Since the Federal Border Police took over flight operations in 1996, Saarbrücken – also known as the flying yellow angels – has been alerted around 35,000 times,corresponding to to around 1,400 missions annually.
“The station in Saarbrücken has made a significant contribution to the more than 1.1 million ADAC air rescue operations to date. With their high level of professionalism and great commitment, the crew made Christoph 16 indispensable as a quick lifesaver from the air,” explained Frédéric Bruder, Managing Director of ADAC Luftrettung. "Air rescue is teamwork", he added.
Reasons for deployment in Saarland are predominantly cardiovascular emergencies such as heart attacks and cardiac arrhythmias, injuries after leisure, sports, school and traffic accidents as well as neurological emergencies such as a stroke. The ADAC rescue helicopter stationed in Saarbrücken is an Airbus EC135 machine. The great advantages of the helicopter are its operational speed of around 230 km/h and its independence from difficult road or traffic conditions.
Two pilot changes pending for ‘Christoph 16’
The crew roster of Christoph 16 consists of three pilots from ADAC air rescue, 14 emergency doctors from the Saarbrücken Winterberg Clinic and seven emergency paramedics (TC HEMS) from the DRK Saarland.

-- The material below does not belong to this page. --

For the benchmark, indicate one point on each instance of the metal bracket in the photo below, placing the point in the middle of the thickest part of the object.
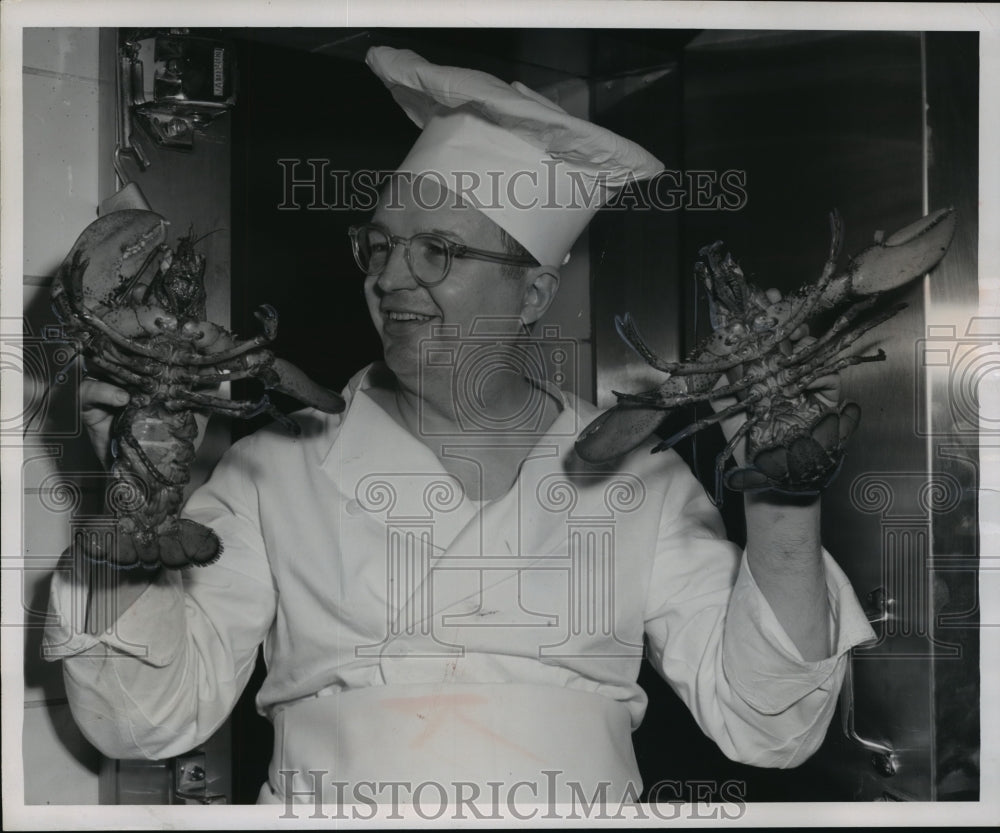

Pilot changes are pending for Christoph 16. Station manager Klaus Kacheleck –pilot of ADAC air rescue since 1998, first in Mainz and since 2005 in Saarbrücken – is saying goodbye to a well-deserved retirement. As is Bernd Gnädinger, whohas been with ADAC Luftrettung since 1995, first in Fulda and since the commissioning of Christoph 16 25 years ago in Saarbrücken. Fabrice Léoncini – a pilot with ADAC Luftrettung since 2010 – and Achim Züscher –in the service of ADAC Luftrettung since November 2020 – will take over these tasks as successors. Mirko Schmidt will be in charge of the ward.
The rescue helicopter Christoph 16 has been in use in Saarland since 1978. When the Federal Border Police withdrew from civil air rescue in 1996, the non-profit ADAC Air Rescue took over the station. Especially in rural regions, where there is often a lack of emergency doctors, the rescue helicopter is often the fastest and only way to get the emergency doctor to seriously injured or sick people on time – and to transport them gently to a suitable clinic.